[eddie4160]

Hi all, I am currently working on a simulatoin case of "crossflow over a tube", the shematic geometry and boundary conditions are shown in following figure

https://www.dropbox.com/scl/fi/c0082...lcznbc3jp&dl=0

- Introduction -
I've develpoed a mathematical model ( in-house code ) to simulate the heat transfer of the tube solid region including external flow ( see above figure ) and aim to couple it with Ansys Fluent. The in-house code require the outer wall heat flux from Ansys Fluent as the boundary conditions.

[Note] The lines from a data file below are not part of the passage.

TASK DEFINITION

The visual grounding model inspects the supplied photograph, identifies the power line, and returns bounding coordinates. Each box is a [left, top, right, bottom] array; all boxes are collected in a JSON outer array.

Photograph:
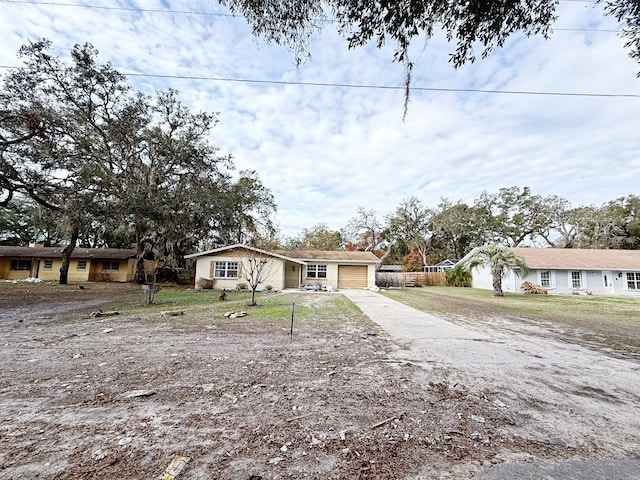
[[1, 0, 622, 33], [2, 65, 633, 99], [120, 72, 640, 98], [1, 0, 235, 17]]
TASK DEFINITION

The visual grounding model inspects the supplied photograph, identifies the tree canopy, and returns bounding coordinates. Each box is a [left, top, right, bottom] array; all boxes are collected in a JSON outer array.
[[222, 0, 640, 88], [0, 40, 276, 282]]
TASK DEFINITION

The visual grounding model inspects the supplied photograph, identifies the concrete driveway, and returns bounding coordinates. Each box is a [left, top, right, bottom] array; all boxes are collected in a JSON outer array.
[[342, 289, 640, 480]]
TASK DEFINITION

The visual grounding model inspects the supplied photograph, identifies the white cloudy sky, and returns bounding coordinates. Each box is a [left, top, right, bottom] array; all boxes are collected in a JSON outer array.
[[1, 0, 639, 238]]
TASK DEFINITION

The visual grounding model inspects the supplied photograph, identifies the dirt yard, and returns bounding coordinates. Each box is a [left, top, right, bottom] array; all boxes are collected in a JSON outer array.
[[1, 283, 638, 479]]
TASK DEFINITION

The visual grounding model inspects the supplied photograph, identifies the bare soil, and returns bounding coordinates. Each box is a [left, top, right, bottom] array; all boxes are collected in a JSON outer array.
[[0, 284, 637, 479]]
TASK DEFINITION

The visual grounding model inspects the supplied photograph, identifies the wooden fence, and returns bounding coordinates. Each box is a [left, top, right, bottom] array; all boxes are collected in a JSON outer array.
[[375, 271, 447, 288]]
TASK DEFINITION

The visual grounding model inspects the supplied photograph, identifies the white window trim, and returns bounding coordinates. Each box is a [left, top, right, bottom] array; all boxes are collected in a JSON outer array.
[[568, 270, 586, 290], [214, 261, 239, 279], [626, 272, 640, 291], [306, 264, 327, 279], [537, 270, 556, 289]]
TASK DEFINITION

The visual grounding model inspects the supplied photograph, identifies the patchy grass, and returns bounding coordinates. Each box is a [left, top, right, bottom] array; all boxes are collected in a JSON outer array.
[[381, 286, 640, 355], [0, 281, 367, 332]]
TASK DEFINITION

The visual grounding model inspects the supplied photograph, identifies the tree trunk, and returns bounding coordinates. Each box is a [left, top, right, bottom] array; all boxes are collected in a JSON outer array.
[[492, 270, 504, 296], [59, 227, 79, 285], [134, 237, 152, 284], [375, 240, 395, 271], [250, 288, 257, 306]]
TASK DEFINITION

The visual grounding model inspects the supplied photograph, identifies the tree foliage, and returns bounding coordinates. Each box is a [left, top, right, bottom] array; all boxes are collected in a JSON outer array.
[[473, 186, 563, 247], [429, 199, 485, 261], [386, 196, 431, 269], [0, 40, 276, 282], [221, 0, 640, 105], [342, 207, 385, 253], [287, 223, 343, 250]]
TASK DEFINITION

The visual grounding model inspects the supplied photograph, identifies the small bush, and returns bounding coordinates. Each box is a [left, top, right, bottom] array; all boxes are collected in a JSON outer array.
[[236, 282, 248, 291], [445, 264, 472, 287], [197, 277, 216, 290], [265, 285, 273, 291]]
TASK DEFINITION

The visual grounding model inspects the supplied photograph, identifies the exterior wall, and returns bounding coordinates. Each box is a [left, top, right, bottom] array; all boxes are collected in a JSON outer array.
[[87, 258, 135, 282], [367, 264, 376, 288], [192, 250, 378, 290], [302, 262, 376, 289], [0, 257, 137, 282], [475, 267, 640, 297], [302, 262, 339, 289], [195, 253, 286, 290], [471, 264, 523, 293], [0, 259, 8, 279]]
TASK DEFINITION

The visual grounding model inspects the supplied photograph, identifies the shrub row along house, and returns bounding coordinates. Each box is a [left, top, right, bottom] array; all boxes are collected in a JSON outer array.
[[0, 244, 154, 282], [185, 244, 380, 290], [461, 247, 640, 297]]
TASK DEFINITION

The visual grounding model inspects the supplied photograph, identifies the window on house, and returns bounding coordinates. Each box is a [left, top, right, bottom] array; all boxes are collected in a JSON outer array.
[[307, 264, 327, 279], [627, 272, 640, 290], [214, 261, 238, 278], [540, 271, 551, 288], [103, 261, 120, 271], [10, 259, 32, 271], [571, 271, 582, 289], [77, 261, 87, 270], [43, 260, 53, 269]]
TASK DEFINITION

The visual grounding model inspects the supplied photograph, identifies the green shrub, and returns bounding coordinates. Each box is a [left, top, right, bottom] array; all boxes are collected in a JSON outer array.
[[445, 264, 472, 287]]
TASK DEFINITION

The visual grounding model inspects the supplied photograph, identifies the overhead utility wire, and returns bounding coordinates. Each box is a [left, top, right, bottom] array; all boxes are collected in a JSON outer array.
[[2, 0, 621, 32], [102, 71, 640, 98], [0, 65, 637, 98]]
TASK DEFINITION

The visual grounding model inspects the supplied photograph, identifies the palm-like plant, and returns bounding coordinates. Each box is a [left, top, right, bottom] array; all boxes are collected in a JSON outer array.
[[445, 264, 472, 287], [467, 245, 529, 296]]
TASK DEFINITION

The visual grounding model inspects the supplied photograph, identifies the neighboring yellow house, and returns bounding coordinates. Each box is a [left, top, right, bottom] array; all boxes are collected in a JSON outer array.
[[0, 244, 150, 282], [185, 244, 380, 290]]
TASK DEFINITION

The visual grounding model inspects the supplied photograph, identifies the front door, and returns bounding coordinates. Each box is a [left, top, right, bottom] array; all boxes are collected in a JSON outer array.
[[602, 271, 614, 295]]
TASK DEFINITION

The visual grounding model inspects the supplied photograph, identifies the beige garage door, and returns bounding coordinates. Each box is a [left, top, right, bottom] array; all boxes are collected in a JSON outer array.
[[338, 265, 368, 288]]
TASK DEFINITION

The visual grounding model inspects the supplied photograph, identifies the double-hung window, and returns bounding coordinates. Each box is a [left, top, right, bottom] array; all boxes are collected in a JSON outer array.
[[214, 261, 238, 278], [570, 271, 582, 289], [103, 261, 120, 271], [539, 271, 551, 288], [43, 259, 53, 269], [307, 264, 327, 279], [627, 272, 640, 290]]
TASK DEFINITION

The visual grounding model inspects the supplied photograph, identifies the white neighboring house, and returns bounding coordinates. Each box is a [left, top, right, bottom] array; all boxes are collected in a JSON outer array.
[[185, 244, 380, 290], [459, 247, 640, 296]]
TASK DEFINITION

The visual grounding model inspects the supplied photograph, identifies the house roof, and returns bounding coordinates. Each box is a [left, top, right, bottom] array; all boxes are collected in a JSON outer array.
[[184, 244, 307, 264], [378, 264, 403, 272], [460, 247, 640, 271], [0, 246, 137, 260], [273, 249, 380, 263], [185, 244, 380, 264], [509, 247, 640, 270]]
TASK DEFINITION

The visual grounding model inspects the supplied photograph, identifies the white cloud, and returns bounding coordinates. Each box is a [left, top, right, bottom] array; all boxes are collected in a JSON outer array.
[[1, 0, 639, 238]]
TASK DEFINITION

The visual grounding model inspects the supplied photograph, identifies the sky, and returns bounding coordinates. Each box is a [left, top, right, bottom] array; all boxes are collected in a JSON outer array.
[[1, 0, 639, 239]]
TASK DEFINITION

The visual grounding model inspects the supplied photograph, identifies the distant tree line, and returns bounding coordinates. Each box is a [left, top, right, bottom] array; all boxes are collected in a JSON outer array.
[[282, 187, 640, 271], [0, 40, 276, 283]]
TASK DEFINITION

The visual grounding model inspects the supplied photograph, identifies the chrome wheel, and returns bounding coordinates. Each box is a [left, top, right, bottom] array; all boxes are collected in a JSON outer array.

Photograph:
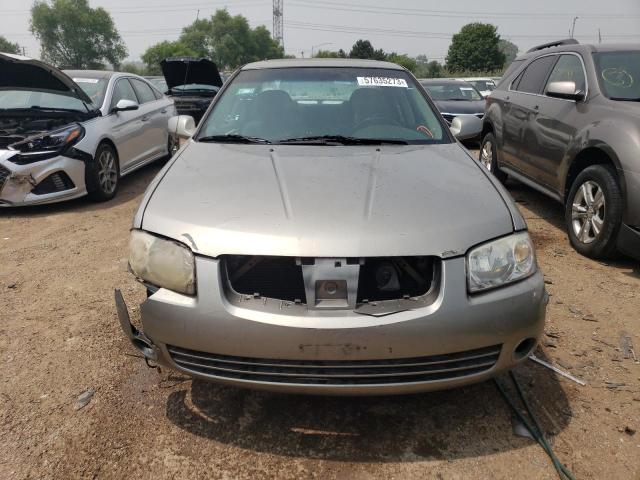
[[97, 149, 117, 194], [480, 140, 493, 170], [571, 180, 605, 244]]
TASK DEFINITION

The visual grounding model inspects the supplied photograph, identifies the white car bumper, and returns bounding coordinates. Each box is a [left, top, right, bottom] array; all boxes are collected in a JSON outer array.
[[0, 149, 88, 207]]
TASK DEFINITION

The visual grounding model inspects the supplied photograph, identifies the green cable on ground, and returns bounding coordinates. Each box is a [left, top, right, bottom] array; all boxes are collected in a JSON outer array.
[[493, 371, 576, 480]]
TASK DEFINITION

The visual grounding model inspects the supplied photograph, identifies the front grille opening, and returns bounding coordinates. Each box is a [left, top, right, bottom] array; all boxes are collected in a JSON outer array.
[[357, 256, 434, 302], [224, 255, 307, 303], [31, 171, 75, 195]]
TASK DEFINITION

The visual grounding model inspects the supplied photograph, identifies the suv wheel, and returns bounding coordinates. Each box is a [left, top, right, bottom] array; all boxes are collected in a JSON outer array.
[[565, 164, 622, 259], [479, 133, 507, 182], [87, 143, 119, 202]]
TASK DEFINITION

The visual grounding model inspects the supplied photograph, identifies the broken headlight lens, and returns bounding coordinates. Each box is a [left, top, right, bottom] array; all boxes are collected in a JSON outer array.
[[467, 232, 536, 293], [10, 124, 85, 163], [128, 230, 196, 295]]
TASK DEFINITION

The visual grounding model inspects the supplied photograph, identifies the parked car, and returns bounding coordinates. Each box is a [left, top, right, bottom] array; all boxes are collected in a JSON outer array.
[[0, 53, 177, 206], [482, 39, 640, 260], [160, 57, 223, 124], [421, 79, 486, 141], [116, 58, 546, 396], [145, 76, 168, 94], [455, 77, 497, 97]]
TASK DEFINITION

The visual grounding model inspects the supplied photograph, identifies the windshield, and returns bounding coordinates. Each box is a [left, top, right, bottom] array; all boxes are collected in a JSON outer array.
[[148, 78, 168, 93], [594, 51, 640, 100], [422, 82, 483, 101], [0, 90, 89, 111], [71, 77, 108, 108], [197, 67, 447, 144], [469, 80, 495, 92]]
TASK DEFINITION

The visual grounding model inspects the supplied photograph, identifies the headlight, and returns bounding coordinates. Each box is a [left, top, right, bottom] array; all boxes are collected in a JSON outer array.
[[10, 124, 85, 163], [467, 232, 536, 293], [128, 230, 196, 295]]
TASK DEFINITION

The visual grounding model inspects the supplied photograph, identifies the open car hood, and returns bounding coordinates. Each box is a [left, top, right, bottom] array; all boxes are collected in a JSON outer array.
[[0, 53, 93, 104], [160, 57, 223, 90]]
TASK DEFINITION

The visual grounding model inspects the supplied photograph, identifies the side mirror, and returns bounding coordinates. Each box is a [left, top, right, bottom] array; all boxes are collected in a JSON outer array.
[[546, 81, 585, 101], [112, 99, 139, 113], [168, 115, 196, 139], [450, 115, 482, 141]]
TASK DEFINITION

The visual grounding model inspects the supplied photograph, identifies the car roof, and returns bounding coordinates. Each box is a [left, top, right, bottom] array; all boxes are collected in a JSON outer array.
[[420, 79, 471, 85], [515, 42, 640, 62], [64, 70, 117, 79], [242, 58, 405, 70]]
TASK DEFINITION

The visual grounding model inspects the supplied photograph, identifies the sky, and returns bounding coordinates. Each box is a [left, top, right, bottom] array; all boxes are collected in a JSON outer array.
[[1, 0, 639, 62]]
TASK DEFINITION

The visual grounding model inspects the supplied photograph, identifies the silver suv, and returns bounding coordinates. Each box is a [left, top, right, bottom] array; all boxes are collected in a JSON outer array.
[[482, 39, 640, 260]]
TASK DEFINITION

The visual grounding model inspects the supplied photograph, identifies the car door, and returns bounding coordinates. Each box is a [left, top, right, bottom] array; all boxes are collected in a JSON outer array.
[[502, 55, 558, 179], [129, 78, 168, 161], [105, 78, 146, 171], [528, 54, 587, 192]]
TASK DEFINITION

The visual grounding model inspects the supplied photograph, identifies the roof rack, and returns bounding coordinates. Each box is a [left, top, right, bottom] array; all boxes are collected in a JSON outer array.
[[526, 39, 579, 53]]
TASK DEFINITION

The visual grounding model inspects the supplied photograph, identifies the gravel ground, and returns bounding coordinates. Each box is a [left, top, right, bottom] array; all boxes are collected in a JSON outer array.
[[1, 151, 639, 479]]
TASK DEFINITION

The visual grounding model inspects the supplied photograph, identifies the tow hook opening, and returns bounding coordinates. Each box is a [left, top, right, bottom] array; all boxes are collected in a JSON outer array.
[[114, 289, 158, 362]]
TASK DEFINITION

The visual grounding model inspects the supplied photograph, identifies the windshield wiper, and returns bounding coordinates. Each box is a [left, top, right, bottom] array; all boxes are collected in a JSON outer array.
[[277, 135, 408, 145], [198, 134, 271, 144], [609, 97, 640, 101]]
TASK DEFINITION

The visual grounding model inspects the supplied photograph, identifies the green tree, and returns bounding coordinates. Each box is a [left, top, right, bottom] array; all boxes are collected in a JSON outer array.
[[445, 23, 505, 73], [314, 49, 347, 58], [30, 0, 127, 69], [386, 53, 417, 73], [349, 40, 385, 60], [498, 39, 519, 66], [178, 9, 284, 70], [0, 36, 21, 55], [141, 41, 197, 75], [119, 61, 146, 76]]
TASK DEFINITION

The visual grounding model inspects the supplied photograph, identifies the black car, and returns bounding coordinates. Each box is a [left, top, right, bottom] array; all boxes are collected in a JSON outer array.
[[420, 79, 486, 133], [161, 57, 223, 124]]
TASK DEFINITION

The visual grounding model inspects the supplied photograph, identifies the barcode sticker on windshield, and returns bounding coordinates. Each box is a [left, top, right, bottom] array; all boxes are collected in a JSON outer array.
[[357, 77, 408, 88], [74, 78, 99, 84]]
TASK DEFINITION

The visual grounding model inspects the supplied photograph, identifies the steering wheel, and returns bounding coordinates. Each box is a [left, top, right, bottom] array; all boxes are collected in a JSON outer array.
[[352, 116, 401, 132]]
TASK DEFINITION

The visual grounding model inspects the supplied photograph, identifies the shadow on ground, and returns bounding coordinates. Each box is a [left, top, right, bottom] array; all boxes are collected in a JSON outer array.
[[166, 351, 571, 462], [0, 161, 163, 218]]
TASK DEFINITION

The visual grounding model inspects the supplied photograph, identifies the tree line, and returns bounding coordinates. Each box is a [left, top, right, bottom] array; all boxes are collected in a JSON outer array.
[[0, 0, 519, 77]]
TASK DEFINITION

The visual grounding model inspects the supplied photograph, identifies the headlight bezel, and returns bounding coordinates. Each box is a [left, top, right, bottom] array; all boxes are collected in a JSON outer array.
[[466, 231, 537, 293], [128, 229, 197, 296], [10, 123, 85, 164]]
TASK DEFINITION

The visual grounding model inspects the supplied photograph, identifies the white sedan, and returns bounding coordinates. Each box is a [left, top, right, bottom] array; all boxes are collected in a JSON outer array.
[[0, 53, 176, 206]]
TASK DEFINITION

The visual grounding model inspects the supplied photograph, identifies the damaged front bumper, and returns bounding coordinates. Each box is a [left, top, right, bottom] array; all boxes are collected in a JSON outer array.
[[0, 150, 87, 206], [115, 256, 547, 396]]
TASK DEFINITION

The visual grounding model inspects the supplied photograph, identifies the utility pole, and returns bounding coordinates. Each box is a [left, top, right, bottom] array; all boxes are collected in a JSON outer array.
[[570, 16, 578, 38], [273, 0, 283, 49], [598, 28, 602, 43]]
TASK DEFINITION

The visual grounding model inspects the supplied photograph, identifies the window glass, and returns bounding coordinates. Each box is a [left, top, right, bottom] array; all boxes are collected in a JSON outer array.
[[130, 78, 156, 104], [72, 77, 108, 108], [546, 55, 586, 93], [0, 91, 87, 111], [110, 79, 137, 109], [515, 56, 558, 94], [593, 51, 640, 101], [197, 67, 447, 144], [422, 82, 483, 101]]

- How I calculate the outer wall heat flux using UDF -
The whole process is control by DEFINE_ON_DEMAND ( a macro in UDF ) which is a general-purpose macro in Ansys Fluent. I calculate the outer wall heat flux as below:

https://www.dropbox.com/scl/fi/mhli8...71jx2s6zw&dl=0

Using right hand side of Eq. (1) in above figure, the snippet of code see

Code:

        // Phase domain
        Domain *domain = Get_Domain(1) ;

        // The ID of the BC created in ANSYS Fluent
        const int wall_ID = 21 ;

        // Get the thread from the domain, the thread is partitioned
        Thread *f_thread = Lookup_Thread( domain, wall_ID ) ;
        
        // Create face ID
        face_t f_ID ;
        
        /* Adjacent cell information */

        // adjacent cell index of the boundary face
        cell_t c0 ;  

        // thread index of adjacent cell
        Thread *t0 ; 
        
        // xf represents facets location array and xc is cell center locatoin array
        real xf[ND_ND] ;
        real xc[ND_ND] ;

        begin_f_loop( f_ID, f_thread )
        {
            /* Get the cell center 
            F_CENTROID( xf, f_ID, f_thread ) ;
   
            /* Get the cell id of the cell adjacent to the face*/
            c0 = F_C0( f_ID, f_thread ) ;         
            
            /* Get the Thread id of the cells adjacent to the face*/
            t0 = F_C0_THREAD( f_ID, f_thread ) ; 
            
            C_CENTROID( xc, c0, t0 ) ;

            /* dx is ignored because the cell center and face center are align in radial direction
            double dy = abs(xc[1] - xf[1]) ;
            double dz = abs(xc[2] - xf[2]) ;
            double dr = sqrt(dy*dy+dz*dz)  ;

            // Calculate the surface heat flux, k_f * (T_cell - T_face ) / dr
            q_array[ f_ID ] = C_K_L(c0, t0) * (C_T(c0, t0) - F_T(f_ID, f_thread)) / dr ; // C_K_L(c0, t0) is the UDF macro return fluid thermal conductivity
        }
        end_f_loop( f_ID, f_thread )

- Main Issue -
The difference between the outer wall heat flux calcuted by UDF and from Ansys ( using built-in function on GUI, File->export->solution data->Total Surface Heat Flux ) are shown below

https://www.dropbox.com/scl/fi/yva9r...xpomlujum&dl=0

The outer wall heat flux is represented in 2D and θ=180° is bottom region of the tube. Refer to the figure, most of the error occurs at θ=120°~240° and the maximum error of 5.33%.

Does anyone have any experience with this? I would appreciate your advice and suggestions.